PDF is an extremely complicated document file format, with enough tricks and hiding places to write about for years. This also makes it popular for CTF forensics challenges. The NSA wrote a guide to these hiding places in 2008 titled “Hidden Data and Metadata in Adobe PDF Files: Publication Risks and Countermeasures.” It’s no longer available at its original URL, but you can find a copy here. Ange Albertini also keeps a wiki on GitHub of PDF file format tricks.

The PDF format is partially plain-text, like HTML, but with many binary “objects” in the contents. Didier Stevens has written good introductory material about the format. The binary objects can be compressed or even encrypted data, and include content in scripting languages like JavaScript or Flash. To display the structure of a PDF, you can either browse it with a text editor, or open it with a PDF-aware file-format editor like Origami.

qpdf is one tool that can be useful for exploring a PDF and transforming or extracting information from it.
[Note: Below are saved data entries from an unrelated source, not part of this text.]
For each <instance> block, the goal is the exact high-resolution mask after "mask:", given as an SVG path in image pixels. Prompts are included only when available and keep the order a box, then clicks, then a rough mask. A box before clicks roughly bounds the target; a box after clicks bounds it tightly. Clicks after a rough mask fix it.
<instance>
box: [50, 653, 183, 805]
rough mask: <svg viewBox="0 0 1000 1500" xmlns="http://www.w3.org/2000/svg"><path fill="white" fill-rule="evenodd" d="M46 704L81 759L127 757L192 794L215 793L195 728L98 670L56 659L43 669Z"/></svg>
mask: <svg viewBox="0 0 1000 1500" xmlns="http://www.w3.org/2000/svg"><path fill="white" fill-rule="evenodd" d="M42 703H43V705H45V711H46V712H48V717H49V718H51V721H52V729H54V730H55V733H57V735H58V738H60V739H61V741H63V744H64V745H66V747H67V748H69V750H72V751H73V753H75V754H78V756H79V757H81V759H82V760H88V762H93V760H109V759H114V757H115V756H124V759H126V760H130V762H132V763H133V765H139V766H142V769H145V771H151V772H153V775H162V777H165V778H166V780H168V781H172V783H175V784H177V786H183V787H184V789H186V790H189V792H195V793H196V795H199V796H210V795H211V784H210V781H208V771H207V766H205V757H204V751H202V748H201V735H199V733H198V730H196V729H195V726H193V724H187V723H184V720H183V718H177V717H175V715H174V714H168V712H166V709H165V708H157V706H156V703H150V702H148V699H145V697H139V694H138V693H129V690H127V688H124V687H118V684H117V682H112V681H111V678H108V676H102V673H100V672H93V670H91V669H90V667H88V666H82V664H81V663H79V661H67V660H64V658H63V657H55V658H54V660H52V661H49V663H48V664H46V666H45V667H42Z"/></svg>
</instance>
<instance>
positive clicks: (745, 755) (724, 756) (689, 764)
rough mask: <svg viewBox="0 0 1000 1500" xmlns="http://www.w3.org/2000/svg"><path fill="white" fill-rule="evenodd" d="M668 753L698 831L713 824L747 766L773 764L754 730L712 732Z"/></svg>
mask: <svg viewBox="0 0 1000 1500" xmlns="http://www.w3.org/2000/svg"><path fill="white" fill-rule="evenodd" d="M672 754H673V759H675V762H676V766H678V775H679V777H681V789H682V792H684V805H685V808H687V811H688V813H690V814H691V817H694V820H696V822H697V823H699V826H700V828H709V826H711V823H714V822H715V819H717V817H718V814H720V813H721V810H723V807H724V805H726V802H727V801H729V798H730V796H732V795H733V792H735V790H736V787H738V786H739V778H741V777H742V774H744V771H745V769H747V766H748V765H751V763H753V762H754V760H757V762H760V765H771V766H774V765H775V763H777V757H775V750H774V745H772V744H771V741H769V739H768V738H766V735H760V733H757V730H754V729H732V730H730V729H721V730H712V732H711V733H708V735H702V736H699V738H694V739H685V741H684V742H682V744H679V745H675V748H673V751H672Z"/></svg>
Another is a framework in Ruby called Origami.

When exploring PDF content for hidden data, some of the hiding places to check include:

  • non-visible layers
  • Adobe’s metadata format “XMP”
  • the “incremental generation” feature of PDF wherein a previous version is retained but not visible to the user
  • white text on a white background
  • text behind images
  • an image behind an overlapping image
  • non-displayed comments

There are also several Python packages for working with the PDF file format, like PeepDF, that enable you to write your own parsing scripts.